Labrie and Mason have been investigating parasitoid and predator species in canola fields in Quebec and Ontario. Mason says, “A number of parasitic wasps attack the pollen beetle in Europe. Geneviève’s work has demonstrated that we do not have any parasitic wasps attacking the beetle’s larval stages here. So there is a good prospect to import a natural enemy from its native range and introduce it here to assist in control of the beetle. However, that process will take some time because we have to make sure the parasitoid is not going to attack our native species, and there are some very rigorous studies that are required.”

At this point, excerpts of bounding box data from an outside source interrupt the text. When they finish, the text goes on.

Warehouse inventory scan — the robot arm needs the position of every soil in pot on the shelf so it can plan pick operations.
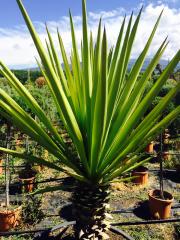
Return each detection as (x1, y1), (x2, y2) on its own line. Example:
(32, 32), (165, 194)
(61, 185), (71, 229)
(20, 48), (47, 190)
(148, 189), (174, 219)
(0, 206), (22, 232)
(132, 166), (148, 185)
(163, 152), (171, 161)
(145, 142), (154, 153)
(19, 170), (36, 192)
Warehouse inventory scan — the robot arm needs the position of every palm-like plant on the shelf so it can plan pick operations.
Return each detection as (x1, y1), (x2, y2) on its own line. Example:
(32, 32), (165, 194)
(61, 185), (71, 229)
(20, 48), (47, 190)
(0, 0), (180, 239)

The researchers have identified a long list of predator insects and spiders in Quebec and Ontario canola fields. Ground beetles are a key group. “Ground beetles are voracious predators. They are in all of our agricultural systems and in native habitats as well,” Mason explains. “When the mature larvae of the pollen beetle drop to the ground and pupate in the soil, these ground beetles will feed on them.”

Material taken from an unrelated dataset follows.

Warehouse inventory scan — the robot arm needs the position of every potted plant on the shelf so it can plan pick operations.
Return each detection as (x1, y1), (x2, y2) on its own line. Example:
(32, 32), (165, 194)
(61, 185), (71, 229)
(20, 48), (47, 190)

The researchers are in the process of evaluating how much impact these predators are having on pollen beetle populations. Labrie says, “My master’s student did lab trials with three ground beetle species: Pterostichus melanarius, Harpalus rufipes and Clivina fossor. The first two are big generalist predators observed in every field, while the third lives in the soil. These three species consumed larvae of the pollen beetle; however, the first two were better at consuming the larvae at the soil surface, while the third one consumed them at a low level under or at the surface. In fact, the pollen beetle larvae go under the soil surface between two and eight minutes after falling off the plant to pupate, so they are well protected from generalist predators.”

Prairie arrivals?
Meers suggests that Prairie crop growers and agronomists keep an eye out for the pollen beetle. If you see an insect that could be a pollen beetle, capture it in a container and freeze it, and record where you captured it. Then contact your provincial pest lab or an entomologist to have the specimen identified. Early detection of the beetle’s arrival on the Prairies could help in controlling the little beetle before it becomes a big problem.